The purchase includes Neoptics current and pending patents, trademarks, equipment, inventory, technical and other related documents, Presbia said. Hünenberg, Switzerland-based Neoptics makes the Icolens device, a lens designed to be implanted into the cornea to treat presbyopia.
“The acquisition of Neoptics’ assets, including its patent portfolio, consolidates the principal intellectual property and ‘know-how’ underpinning the use of an optically powered micro-lens for the correction of presbyopia (near-vision loss), a condition affecting 1.8 billion people globally. This consolidation of IP and know-how from Presbia and Neoptics has also created a patent protected platform to deploy our ‘micro-lens’ technology into solutions for vision problems beyond presbyopia, significantly expanding our addressable market into the future,” Presbia CEO Todd Cooper said in a press release.

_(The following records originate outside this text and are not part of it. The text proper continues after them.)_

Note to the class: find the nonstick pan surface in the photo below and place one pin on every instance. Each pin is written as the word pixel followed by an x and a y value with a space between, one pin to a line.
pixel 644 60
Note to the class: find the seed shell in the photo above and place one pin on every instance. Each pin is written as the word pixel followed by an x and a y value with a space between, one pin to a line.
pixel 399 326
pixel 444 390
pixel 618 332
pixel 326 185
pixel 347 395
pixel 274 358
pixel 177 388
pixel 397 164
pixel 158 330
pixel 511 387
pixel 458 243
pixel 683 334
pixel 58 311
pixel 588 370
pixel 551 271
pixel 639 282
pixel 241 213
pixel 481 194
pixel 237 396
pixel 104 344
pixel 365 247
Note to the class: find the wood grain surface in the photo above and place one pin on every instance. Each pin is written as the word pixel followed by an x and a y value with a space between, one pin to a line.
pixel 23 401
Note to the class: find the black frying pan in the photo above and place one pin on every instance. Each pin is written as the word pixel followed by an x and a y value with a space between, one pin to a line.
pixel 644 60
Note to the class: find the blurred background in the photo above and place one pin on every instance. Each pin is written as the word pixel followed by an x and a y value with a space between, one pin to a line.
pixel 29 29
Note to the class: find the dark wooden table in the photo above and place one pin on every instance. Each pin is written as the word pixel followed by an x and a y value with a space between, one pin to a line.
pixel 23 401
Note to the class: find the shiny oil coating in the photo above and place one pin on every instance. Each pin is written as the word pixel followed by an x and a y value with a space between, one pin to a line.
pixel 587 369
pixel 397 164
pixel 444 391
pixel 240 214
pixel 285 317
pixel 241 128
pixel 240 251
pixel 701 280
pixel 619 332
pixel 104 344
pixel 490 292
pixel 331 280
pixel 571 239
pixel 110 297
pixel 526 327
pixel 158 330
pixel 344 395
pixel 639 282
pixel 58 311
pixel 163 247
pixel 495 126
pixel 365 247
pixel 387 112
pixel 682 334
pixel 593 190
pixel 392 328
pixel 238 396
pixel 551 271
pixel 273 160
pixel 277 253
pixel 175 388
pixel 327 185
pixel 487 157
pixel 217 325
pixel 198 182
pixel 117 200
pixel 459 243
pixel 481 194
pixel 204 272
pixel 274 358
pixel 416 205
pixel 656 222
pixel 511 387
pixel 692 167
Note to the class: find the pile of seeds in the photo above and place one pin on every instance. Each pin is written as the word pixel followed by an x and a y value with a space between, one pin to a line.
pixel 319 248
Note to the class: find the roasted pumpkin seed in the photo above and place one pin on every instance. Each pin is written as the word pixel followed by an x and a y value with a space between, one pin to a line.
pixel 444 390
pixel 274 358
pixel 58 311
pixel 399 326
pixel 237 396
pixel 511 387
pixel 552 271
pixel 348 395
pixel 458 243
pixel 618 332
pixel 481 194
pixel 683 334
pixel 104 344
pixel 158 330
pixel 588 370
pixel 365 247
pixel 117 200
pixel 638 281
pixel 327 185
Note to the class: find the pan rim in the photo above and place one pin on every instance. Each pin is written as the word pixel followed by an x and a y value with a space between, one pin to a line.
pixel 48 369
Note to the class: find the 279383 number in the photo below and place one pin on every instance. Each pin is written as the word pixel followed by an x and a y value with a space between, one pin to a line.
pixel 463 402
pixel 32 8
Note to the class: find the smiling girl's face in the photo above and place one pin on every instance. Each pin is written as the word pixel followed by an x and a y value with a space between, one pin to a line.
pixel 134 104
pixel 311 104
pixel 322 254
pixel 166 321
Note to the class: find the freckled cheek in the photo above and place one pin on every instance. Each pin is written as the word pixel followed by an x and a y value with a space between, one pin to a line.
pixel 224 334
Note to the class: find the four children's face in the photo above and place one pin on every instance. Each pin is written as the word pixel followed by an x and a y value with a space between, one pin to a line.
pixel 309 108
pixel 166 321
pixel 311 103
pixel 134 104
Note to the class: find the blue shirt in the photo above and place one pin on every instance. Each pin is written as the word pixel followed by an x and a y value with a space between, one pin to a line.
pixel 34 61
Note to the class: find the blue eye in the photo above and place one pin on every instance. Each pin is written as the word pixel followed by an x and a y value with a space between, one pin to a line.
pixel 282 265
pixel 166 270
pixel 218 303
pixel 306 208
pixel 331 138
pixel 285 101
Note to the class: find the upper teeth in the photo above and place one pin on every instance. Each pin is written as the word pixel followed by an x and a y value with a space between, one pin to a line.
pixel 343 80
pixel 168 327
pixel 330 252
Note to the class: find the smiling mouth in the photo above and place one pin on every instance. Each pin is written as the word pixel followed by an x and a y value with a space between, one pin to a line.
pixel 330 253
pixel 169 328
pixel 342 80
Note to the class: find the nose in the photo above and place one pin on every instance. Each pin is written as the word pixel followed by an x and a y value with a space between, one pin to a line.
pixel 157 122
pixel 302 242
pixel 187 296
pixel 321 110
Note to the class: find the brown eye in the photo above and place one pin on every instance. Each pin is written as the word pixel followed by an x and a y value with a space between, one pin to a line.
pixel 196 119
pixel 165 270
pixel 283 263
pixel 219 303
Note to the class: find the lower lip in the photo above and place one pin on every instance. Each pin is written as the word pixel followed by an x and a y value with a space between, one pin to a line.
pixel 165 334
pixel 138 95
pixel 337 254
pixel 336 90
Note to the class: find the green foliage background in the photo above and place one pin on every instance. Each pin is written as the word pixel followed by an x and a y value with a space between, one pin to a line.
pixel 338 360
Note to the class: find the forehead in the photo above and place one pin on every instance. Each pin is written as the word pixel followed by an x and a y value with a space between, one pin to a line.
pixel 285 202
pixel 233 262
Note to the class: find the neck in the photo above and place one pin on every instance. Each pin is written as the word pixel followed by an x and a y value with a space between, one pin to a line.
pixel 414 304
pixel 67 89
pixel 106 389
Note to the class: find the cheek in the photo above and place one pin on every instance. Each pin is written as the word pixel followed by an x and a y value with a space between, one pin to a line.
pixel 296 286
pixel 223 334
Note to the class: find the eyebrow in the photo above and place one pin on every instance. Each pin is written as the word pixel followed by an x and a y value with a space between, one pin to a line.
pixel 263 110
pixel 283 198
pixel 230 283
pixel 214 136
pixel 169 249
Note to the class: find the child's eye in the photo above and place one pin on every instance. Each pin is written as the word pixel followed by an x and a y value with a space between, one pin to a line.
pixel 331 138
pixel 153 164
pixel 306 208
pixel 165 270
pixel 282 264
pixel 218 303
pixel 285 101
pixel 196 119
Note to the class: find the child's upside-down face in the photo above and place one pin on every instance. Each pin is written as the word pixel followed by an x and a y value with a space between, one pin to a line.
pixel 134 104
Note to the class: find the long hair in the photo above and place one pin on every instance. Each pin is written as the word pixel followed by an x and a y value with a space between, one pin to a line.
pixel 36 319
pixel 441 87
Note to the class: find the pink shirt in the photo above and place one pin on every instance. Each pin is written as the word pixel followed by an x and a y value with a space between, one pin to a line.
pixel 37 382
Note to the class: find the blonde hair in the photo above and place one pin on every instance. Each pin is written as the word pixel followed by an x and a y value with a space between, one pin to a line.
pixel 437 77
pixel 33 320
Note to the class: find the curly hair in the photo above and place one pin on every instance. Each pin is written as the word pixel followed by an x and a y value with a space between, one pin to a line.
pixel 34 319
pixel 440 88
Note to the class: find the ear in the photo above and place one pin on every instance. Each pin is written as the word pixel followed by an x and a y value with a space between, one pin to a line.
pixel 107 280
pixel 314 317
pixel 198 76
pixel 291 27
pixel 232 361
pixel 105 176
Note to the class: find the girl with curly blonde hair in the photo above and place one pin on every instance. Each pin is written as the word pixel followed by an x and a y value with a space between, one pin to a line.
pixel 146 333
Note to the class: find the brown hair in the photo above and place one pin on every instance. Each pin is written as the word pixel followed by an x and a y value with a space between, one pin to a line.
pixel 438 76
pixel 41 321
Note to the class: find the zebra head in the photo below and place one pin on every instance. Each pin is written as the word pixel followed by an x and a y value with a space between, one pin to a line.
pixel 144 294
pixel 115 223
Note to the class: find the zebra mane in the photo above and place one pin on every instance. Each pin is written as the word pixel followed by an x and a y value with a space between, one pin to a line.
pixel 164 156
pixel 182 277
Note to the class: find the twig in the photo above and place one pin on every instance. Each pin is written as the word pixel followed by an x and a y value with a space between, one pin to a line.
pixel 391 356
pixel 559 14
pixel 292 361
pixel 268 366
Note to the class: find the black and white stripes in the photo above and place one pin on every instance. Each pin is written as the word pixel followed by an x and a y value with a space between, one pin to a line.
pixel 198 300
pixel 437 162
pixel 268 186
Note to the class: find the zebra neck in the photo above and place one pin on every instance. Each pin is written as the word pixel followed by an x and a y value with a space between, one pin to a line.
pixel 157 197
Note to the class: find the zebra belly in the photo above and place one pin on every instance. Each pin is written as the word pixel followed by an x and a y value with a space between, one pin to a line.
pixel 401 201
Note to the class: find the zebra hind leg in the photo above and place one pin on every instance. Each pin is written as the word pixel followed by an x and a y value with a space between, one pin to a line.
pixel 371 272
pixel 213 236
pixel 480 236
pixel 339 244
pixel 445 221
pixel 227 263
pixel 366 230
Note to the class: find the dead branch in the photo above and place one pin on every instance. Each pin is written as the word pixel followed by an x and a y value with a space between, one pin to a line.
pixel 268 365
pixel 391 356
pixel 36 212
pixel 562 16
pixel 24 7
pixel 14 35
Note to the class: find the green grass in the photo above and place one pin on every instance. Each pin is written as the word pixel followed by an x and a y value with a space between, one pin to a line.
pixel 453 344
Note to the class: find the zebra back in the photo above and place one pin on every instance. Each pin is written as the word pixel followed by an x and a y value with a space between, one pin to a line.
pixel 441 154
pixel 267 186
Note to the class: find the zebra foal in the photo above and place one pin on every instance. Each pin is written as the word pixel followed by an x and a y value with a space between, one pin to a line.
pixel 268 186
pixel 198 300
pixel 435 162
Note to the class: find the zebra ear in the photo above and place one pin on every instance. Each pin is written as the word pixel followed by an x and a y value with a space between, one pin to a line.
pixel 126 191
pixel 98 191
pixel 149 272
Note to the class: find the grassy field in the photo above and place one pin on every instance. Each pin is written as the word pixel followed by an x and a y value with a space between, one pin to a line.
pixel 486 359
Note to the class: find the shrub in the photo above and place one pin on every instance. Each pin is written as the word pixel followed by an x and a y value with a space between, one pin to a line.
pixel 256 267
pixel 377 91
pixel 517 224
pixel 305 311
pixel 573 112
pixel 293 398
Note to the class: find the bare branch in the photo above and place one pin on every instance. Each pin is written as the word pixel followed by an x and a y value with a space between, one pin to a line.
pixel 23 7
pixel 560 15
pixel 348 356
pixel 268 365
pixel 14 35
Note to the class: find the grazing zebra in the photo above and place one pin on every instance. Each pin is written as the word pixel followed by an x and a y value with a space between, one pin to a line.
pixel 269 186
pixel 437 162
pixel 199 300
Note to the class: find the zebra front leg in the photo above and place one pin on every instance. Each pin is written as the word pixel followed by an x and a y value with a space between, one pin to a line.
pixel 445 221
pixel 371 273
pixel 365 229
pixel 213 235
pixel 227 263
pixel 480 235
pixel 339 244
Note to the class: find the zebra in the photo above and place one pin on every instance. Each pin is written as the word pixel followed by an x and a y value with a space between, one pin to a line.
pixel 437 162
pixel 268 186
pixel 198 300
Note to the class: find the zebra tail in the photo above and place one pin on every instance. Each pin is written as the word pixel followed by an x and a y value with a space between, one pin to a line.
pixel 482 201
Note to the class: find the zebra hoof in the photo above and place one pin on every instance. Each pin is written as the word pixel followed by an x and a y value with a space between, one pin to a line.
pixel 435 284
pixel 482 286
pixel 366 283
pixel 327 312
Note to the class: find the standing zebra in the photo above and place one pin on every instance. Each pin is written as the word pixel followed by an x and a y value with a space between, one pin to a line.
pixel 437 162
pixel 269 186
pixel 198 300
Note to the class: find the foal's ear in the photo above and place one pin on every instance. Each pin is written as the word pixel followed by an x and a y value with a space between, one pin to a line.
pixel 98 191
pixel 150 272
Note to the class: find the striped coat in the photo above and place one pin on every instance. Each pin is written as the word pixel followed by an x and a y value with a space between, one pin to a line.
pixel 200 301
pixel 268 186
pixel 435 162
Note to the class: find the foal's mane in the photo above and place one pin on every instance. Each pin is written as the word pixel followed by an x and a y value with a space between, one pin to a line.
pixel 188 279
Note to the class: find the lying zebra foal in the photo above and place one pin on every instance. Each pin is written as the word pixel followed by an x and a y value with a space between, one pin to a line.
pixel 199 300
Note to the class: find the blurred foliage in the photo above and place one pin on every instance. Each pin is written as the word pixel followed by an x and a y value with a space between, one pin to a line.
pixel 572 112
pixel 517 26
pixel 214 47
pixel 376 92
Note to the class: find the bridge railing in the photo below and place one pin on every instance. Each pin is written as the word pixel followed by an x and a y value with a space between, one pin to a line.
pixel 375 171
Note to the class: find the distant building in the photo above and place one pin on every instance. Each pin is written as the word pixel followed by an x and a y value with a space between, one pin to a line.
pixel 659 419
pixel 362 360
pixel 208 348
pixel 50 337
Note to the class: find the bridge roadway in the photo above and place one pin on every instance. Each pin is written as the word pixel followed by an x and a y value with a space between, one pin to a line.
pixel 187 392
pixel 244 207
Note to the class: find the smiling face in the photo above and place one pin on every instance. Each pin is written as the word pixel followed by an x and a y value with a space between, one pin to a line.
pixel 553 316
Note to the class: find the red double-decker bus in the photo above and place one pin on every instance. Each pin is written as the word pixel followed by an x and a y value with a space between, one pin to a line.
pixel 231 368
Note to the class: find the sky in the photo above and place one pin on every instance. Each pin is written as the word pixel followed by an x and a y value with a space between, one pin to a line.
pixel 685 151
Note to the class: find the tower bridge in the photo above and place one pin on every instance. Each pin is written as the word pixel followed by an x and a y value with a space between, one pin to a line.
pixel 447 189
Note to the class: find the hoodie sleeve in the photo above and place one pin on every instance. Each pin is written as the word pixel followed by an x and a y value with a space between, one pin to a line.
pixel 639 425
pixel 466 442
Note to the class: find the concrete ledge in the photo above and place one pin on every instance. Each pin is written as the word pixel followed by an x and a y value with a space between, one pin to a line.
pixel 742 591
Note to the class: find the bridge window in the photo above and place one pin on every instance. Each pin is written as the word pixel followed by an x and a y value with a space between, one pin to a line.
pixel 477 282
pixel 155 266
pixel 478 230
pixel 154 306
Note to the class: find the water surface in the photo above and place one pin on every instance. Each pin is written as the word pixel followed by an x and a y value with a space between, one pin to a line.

The deal includes 3 equal payments that began on August 2, with the other 2 payments due Dece. 31, 2017, and Dec. 31, 2018, Dublin-based Presbia said in a regulatory filing.
Interim data from a U.S. pivotal trial of Presbia’s Flexivue microlens, released in May, showed an average gain of 5 lines of uncorrected near visual acuity and 99% maintenance of binocular uncorrected distance vision. The company has said it’s planning for a final PMA module submission in September 2017.
In February 2015, Presbia won FDA clearance to enroll patients in the 2nd stage of the pivotal study, a month after raising less than the $50 million midpoint set for its initial public offering; the 4.2 million-share IPO went off at $10 per share, rather than $11 to $13, for total proceeds of $42 million.
The Presbia lens won CE Mark approval in the European Union in December 2009.